Grotto: I’ve noticed, depending on who you talk to, sometimes—sometimes—there seems to be this idea that if I am unhealthy, it is my fault and that there is something that I didn’t do that I should have done. And there is a patient’s responsibility care for themselves, right?

Larkins-Pettigrew: Right, right.

Grotto: We know that it’s bad for us to smoke. We shouldn’t smoke, but—

Larkins-Pettigrew: Yeah. But there’s this blame game.

Grotto: Yeah. It seems to be. It seems to be.

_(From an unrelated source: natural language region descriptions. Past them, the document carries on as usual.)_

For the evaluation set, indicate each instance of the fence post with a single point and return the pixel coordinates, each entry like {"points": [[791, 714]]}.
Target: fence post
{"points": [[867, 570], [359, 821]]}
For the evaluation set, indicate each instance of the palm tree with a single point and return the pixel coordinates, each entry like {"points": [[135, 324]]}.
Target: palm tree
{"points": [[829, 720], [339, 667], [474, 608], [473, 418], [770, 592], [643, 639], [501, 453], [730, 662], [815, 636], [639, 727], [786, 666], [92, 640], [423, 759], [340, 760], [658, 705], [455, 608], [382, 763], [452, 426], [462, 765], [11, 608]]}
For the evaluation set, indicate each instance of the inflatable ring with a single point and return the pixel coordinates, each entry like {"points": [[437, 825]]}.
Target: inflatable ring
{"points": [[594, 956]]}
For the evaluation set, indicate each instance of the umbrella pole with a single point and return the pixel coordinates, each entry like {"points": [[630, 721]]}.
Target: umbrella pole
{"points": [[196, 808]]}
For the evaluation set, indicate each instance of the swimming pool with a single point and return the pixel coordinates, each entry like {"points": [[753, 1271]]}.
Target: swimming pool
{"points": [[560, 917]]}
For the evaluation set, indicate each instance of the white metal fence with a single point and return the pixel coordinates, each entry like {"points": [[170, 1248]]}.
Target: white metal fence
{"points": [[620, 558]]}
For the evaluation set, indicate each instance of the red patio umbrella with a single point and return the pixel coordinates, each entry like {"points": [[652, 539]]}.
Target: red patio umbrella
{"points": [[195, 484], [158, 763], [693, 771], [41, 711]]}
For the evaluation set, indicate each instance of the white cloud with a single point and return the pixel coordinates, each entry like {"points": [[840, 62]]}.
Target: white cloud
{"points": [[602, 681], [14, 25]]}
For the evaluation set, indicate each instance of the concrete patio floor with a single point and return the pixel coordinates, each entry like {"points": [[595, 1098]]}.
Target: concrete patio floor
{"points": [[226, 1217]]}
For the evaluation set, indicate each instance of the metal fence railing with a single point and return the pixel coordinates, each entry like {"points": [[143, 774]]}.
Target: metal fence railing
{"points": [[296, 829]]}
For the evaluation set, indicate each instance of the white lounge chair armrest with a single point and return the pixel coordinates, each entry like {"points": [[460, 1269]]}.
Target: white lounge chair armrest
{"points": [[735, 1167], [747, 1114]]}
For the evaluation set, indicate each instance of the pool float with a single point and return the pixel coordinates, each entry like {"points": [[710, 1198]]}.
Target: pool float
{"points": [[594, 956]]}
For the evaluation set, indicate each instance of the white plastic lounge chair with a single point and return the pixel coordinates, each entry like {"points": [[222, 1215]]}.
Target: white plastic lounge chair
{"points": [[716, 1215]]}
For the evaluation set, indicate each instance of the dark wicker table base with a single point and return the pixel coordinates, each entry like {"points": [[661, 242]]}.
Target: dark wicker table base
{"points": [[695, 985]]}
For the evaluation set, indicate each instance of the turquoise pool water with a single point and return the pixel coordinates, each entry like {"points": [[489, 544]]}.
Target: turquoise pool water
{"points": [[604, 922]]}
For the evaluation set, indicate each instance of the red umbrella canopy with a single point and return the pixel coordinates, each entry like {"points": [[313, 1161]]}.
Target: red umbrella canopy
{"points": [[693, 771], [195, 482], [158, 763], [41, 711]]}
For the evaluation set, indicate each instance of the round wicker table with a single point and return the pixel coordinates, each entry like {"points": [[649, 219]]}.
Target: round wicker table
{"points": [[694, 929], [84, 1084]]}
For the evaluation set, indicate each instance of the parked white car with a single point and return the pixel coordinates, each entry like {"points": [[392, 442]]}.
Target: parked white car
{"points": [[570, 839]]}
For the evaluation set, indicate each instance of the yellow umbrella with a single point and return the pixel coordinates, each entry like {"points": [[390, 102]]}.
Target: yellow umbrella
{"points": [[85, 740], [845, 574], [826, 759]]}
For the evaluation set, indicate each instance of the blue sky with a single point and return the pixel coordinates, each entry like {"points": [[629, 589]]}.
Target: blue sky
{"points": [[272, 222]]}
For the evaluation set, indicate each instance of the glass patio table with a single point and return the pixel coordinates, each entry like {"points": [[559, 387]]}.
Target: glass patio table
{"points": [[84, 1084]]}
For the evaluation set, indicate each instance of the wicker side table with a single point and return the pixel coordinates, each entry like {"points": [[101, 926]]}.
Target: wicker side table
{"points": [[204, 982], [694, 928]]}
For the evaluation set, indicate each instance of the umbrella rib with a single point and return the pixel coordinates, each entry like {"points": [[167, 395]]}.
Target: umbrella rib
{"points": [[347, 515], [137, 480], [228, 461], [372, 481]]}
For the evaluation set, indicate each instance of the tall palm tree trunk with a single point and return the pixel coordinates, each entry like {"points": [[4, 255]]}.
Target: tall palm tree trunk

Larkins-Pettigrew: There’s this blame game, which really will turn patients away from you, especially as a healthcare system. And this example that this very prominent author gave. She said she went in and she was in preterm labor. You know, wealthy, did everything she had to do. And so they’re asking her about her health, they’re asking her, do you smoke. So right off the bat, it’s like, you must have done something to cause you to get to this space. So, do you smoke? Do you drink? Do you use any drugs? You sure you don’t use any drugs? You sure you don’t—and so, she’s sitting there thinking, I have not done any of this stuff. I have gone to my visits. I’ve taken care of myself. But in her mind she’s thinking, why are you trying to find a reason for this to happen when I don’t know why it’s happening. So help me understand what is happening because I’ve been doing all the things you want me to do. So that’s one case. And another situation is, patient comes in and she’s having lots of bleeding. And so she needs a hysterectomy. But she has a drug problem, and she’s addicted to heroin. And so the anesthesiologist says, well, we can’t do the surgery because we don’t know what’s going to happen with your anesthesia. You’re under anesthesia. Go away, kick the habit, then come back.

Grotto: Wow.

Larkins-Pettigrew: Can you imagine? Can you imagine that, you know, I have a medical problem because one of those medical problems is, I’m addicted. I’m addicted. But I have this other problem that’s going to kill me first, probably. But you as a provider saying to me, this is your fault. I’m not going to take the risk because this is your fault. And you need to take care of that problem before I help you take care of this problem. And it should never be that. It should be this wholesome, comprehensive, wraparound care that we give to all of our patients that make them want to be part of us. When they walk in, they’re going to say, this is who I see, this is why I’m having such a great visit, this is why I know that I’m going to trust my provider to give me what I need. I’m going to trust the entire system because the entire system cares about me. We have to look at every part of our case management of all patients that come into our systems. We have to think about health and what that means in a preventive space, and how do we keep our patients healthy so that on the other end of it, they’re not using our emergency rooms as their physician or their medical home. And then if they are, how do we fix that? How do we make sure that there’s someone in that space that says, let me get you connected so that we can take care of your chronic illness in a better way so that we’re not spending those emergency room dollars over and over and that we’re really checking these boxes as we go along to say, how do we give more effective, more affordable, but quality care that really deals with the holistic patient. And when it comes to women, we fail an awful lot.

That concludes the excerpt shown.